Gamma-ray bursts (GRB) are among the most energetic events observed in the universe at all epochs. In particular, long-duration GRBs are believed to originate in the catastrophic death of massive stars. Many GRBs are followed by optical afterglows that can peak as high as V ~ 5 magnitude, M(r) ~ -38 magnitude in the restframe (see the right panel), soon after the GRB and fade away quickly with time following a power-law model. Similar to high-redshift quasars (QSOs), GRB afterglows can serve as a sensitive probe of intervening gas that is either local or external to the burst progenitor environments. Since GRB afterglows rapidly decline, however, an effective exploitation of these lighthouses requires rapid follow-up spectroscopy (t < 2 day) even with 8 m-class telescopes.

The advantages of applying GRB afterglows as a background source to study intervening gas are two fold. First, the afterglows are viable competition for QSOs as a probe of the IGM at all redshifts including the reionization epoch at z > 7, due to their extreme luminosity. The left panel shows the redshift distribution of 219 GRBs with known redshift measurements, in comparison to those of QSOs found in the Sloan Digital Sky Survey with i' < 20. While no more than 3% of all known i' < 20 mag QSOs are at z > 3.5, the afterglows offer a more uniform probe of primordial gas in the early epoch if we observe these sources shortly after the initial bursts.
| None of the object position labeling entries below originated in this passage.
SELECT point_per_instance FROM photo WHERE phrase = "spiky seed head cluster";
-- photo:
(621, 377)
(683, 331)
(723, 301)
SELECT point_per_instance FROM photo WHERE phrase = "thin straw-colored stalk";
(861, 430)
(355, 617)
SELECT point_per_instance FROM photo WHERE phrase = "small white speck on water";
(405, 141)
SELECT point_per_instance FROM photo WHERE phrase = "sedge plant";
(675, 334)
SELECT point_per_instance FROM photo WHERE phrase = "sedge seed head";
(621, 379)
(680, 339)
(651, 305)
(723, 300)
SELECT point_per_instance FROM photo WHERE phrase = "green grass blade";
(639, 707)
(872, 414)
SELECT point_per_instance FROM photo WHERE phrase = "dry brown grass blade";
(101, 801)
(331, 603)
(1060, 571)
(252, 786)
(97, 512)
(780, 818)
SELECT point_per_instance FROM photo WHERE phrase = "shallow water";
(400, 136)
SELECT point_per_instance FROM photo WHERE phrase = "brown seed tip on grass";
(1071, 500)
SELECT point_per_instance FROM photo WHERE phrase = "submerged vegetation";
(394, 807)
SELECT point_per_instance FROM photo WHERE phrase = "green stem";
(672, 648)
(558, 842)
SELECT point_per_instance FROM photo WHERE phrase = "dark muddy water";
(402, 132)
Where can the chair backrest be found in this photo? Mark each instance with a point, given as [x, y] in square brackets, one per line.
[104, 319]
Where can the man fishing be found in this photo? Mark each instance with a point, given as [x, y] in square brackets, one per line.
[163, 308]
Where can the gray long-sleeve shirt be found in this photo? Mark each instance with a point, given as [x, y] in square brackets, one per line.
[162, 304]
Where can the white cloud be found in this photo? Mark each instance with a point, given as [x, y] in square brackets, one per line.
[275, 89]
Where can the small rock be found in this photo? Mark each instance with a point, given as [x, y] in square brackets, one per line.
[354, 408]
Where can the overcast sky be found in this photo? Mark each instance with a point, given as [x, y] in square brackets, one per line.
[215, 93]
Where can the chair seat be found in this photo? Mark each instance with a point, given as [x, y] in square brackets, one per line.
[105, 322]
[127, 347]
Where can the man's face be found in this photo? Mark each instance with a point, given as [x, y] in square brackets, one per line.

Second, the transient nature of GRB afterglows make these ideal lines of sight for studying correlations between stellar content and gas properties derived from absorption line analysis. Specifically, traditional QSO absorption spectroscopy has allowed us to study the chemical enrichment history in neutral gas over a large cosmic time interval, but searches for the absorbing galaxies have often been hampered by the glare of the background QSOs. The afterglows will not outshine the absorbing galaxies after they fade, substantially increasing the likelihood of finding faint galaxies close to the sightlines. In addition, afterglow spectroscopy will also allow us to study the ISM of the GRB host galaxies, which are presumably starburst environment at high redshifts.